I have a few Anubias which I bought growing on small pieces of rocks. I just placed the rocks on my current rock pile to createa look of Anubias Growing on my Rock-Pile. It looks great but the Anubias are much closer to the water surface (than if they had been placed on the substrate) and are receiving a lot of direct bright light.

I read somewhere that they do well only in shaded / low-light conditions. Is this true ? Will my Anubias die if they continue to receive the bright light ?

I already see that they are not very happy. Leaves were much more healthy when I bought them, and are now truning a little yellowish / and looking as if they're going to dry-up...

Kindly guide me regarding this - Can I keep them in bright light or should I move them. They look great in this spot and I wish I could keep them like this...

Regards
Kush


----------



## houseofcards

Like most other plants they will grow faster in bright light.

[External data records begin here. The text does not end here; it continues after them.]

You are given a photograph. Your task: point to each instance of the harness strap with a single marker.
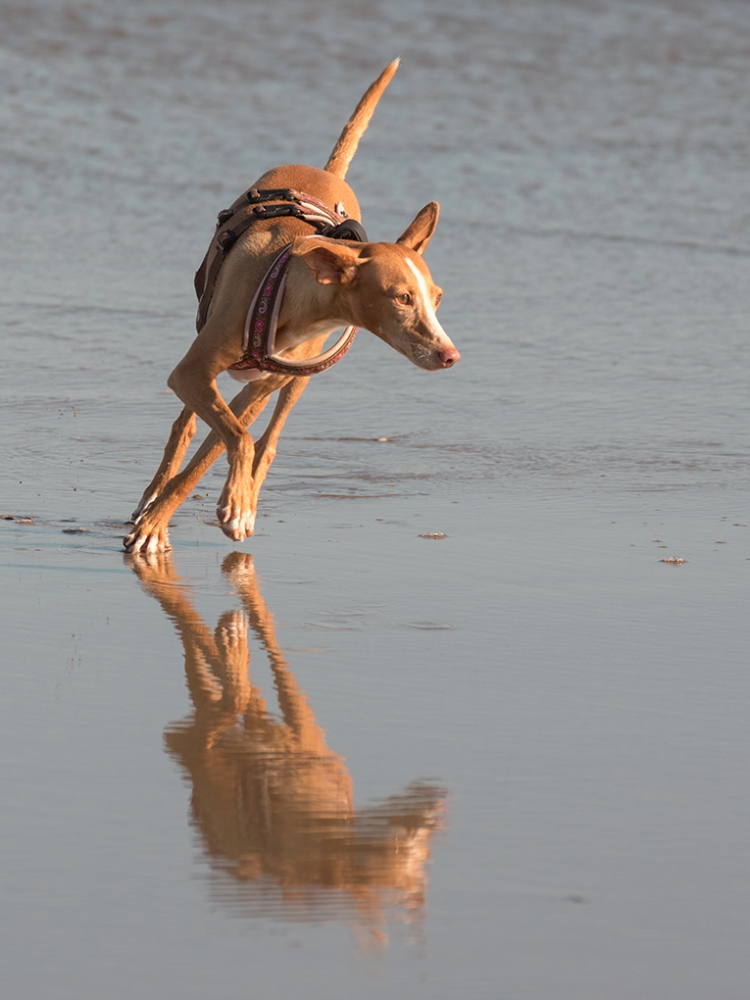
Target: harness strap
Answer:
(252, 207)
(260, 330)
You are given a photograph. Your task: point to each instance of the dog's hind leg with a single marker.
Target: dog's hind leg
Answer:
(150, 533)
(180, 437)
(265, 446)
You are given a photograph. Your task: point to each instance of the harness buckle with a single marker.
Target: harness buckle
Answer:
(274, 211)
(255, 195)
(226, 240)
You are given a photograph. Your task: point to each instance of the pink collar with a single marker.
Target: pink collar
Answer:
(259, 341)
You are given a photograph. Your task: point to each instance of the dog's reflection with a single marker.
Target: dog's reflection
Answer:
(272, 802)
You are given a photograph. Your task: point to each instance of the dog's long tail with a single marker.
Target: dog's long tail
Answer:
(346, 147)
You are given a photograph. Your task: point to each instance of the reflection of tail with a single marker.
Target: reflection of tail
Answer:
(355, 128)
(273, 803)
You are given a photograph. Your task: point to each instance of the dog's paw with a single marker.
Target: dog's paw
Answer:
(147, 541)
(236, 523)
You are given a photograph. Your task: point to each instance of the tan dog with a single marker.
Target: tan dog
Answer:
(384, 287)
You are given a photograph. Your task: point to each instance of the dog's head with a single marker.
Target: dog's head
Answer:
(387, 289)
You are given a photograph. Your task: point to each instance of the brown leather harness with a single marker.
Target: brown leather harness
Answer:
(260, 327)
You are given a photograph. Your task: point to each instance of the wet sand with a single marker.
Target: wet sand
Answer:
(507, 762)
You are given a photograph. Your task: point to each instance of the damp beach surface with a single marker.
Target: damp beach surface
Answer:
(468, 715)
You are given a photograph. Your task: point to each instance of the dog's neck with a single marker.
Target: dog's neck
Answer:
(309, 310)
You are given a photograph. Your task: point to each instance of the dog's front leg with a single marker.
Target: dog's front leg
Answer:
(265, 446)
(150, 534)
(195, 384)
(180, 437)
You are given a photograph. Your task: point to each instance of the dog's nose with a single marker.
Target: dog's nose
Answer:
(449, 357)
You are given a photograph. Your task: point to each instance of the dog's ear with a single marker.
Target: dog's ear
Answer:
(331, 262)
(419, 233)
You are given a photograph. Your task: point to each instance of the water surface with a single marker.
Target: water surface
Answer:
(345, 759)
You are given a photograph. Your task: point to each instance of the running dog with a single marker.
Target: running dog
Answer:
(270, 293)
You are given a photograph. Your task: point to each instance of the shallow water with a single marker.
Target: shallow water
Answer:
(510, 762)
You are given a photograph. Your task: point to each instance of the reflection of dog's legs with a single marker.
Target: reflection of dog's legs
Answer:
(265, 446)
(202, 661)
(295, 708)
(180, 437)
(234, 660)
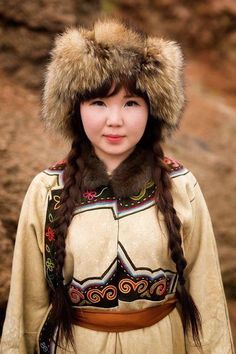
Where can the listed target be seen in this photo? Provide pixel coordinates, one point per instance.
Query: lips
(114, 138)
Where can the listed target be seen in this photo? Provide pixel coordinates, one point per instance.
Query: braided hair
(71, 194)
(191, 318)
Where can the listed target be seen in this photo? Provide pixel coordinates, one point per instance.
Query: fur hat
(83, 59)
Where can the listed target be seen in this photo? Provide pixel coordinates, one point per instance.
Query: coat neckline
(127, 179)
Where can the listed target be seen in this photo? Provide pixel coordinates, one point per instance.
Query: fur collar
(126, 180)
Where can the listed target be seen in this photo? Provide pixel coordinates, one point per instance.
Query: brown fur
(126, 180)
(83, 59)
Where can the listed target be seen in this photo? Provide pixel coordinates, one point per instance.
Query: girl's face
(114, 125)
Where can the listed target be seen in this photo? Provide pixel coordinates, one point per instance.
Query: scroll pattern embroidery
(123, 281)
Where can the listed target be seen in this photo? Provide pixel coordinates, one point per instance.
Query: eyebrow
(129, 96)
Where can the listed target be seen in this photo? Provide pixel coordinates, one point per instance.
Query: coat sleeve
(29, 298)
(204, 280)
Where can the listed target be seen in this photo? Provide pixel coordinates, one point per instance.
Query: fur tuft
(83, 59)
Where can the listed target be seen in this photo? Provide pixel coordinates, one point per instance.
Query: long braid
(61, 309)
(190, 314)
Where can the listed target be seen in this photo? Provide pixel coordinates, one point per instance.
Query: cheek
(138, 125)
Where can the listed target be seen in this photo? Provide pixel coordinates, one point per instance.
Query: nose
(114, 118)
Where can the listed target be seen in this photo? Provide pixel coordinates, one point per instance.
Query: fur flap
(83, 59)
(127, 179)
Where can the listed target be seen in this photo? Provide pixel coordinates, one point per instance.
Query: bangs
(104, 90)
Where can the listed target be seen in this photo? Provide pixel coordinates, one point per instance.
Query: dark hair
(61, 309)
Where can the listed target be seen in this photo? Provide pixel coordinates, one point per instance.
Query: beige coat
(104, 233)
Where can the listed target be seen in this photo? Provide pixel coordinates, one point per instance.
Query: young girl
(115, 251)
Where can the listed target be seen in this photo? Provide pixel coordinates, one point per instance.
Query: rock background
(205, 144)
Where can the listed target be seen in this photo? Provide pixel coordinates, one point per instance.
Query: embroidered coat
(116, 258)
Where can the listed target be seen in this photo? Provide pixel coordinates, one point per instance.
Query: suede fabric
(100, 236)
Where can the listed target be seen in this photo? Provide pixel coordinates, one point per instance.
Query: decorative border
(123, 281)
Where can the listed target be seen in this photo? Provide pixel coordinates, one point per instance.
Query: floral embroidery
(90, 195)
(57, 199)
(50, 265)
(50, 234)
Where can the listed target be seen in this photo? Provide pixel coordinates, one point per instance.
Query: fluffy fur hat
(82, 59)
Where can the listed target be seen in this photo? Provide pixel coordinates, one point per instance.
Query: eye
(98, 103)
(132, 103)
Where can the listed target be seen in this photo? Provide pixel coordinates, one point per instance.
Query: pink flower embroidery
(50, 234)
(90, 195)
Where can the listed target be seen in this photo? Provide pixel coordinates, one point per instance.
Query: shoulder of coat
(175, 167)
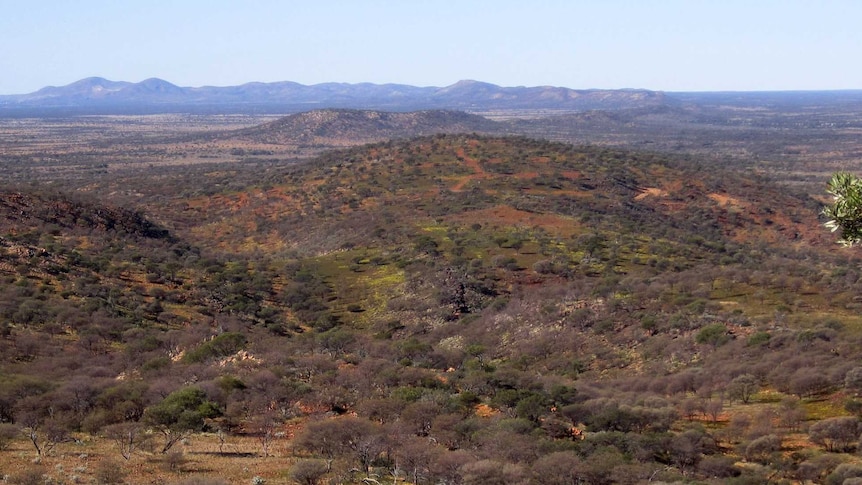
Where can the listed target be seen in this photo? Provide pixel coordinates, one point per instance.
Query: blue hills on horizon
(98, 95)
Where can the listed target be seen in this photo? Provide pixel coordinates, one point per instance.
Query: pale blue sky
(671, 45)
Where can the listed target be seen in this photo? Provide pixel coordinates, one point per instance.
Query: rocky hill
(92, 95)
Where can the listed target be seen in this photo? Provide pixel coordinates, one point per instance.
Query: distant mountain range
(98, 95)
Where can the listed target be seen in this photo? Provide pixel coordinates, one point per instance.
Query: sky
(665, 45)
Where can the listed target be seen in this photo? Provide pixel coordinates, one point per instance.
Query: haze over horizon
(672, 45)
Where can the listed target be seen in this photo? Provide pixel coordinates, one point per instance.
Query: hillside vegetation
(444, 309)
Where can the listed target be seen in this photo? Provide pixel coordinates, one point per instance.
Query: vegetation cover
(444, 309)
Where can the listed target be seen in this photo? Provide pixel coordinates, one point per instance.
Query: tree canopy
(845, 213)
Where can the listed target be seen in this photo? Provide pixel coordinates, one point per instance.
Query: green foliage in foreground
(845, 213)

Anubias does't need dim areas to thrive. Lowlight plants just mean they will grow in lowlight conditions. 

That being said if you move them from one set of conditoins to another some existing leaves might not do well in the transitions, just cut those off. Remember with high light you need to have ferts, co2 in order.


----------



## Bert H

No your Anubias should not die in bright lighting. I have petites on wood 3 inches from the surface of a 50 and they're doing great. I also have barteri which grows up halfway to the top unshaded, also doing great. 

Did your plants come from an outside source? If so, they may just be telling you something is lacking in the water, or they're adjusting to the change of environment. Also if this is a new tank, and Anubias are all you have, you will probably have some algae issues until the tank matures unless your photoperiod is real short. HTH.


----------



## nagukush

Thanks a lot for the kind replies, Friends. I see a lot of Dark Green Spots on the leaves and the leaves look un-healthy... but otherwise they're doing well - I mean producing new leaves regularly etc

I also pour a little water jet on the leaves to dislodge any debris etc at every water change - is wiping of each leaf , everytime, necessary ? Actually the leaves are small and dont think I'll be able to wipe each one of them carefully everytime...

Kindly guide me on what should I do...Thanks again for caring...

Also please let me know on what is the best / enough light period at an average - I leave the lights on for about 12 to 14 hours - is this fine or should I reduce the time a little ?


----------



## bsmith

Here is a thread I started with my experience moving anubis from low light to highlight.

Anubis


----------



## Bert H

Green spot algae is often a sign of low phosphates. How do you dose your tank? IMHO, 12-14 hour photoperiod is too long, I would go with 8-10.


----------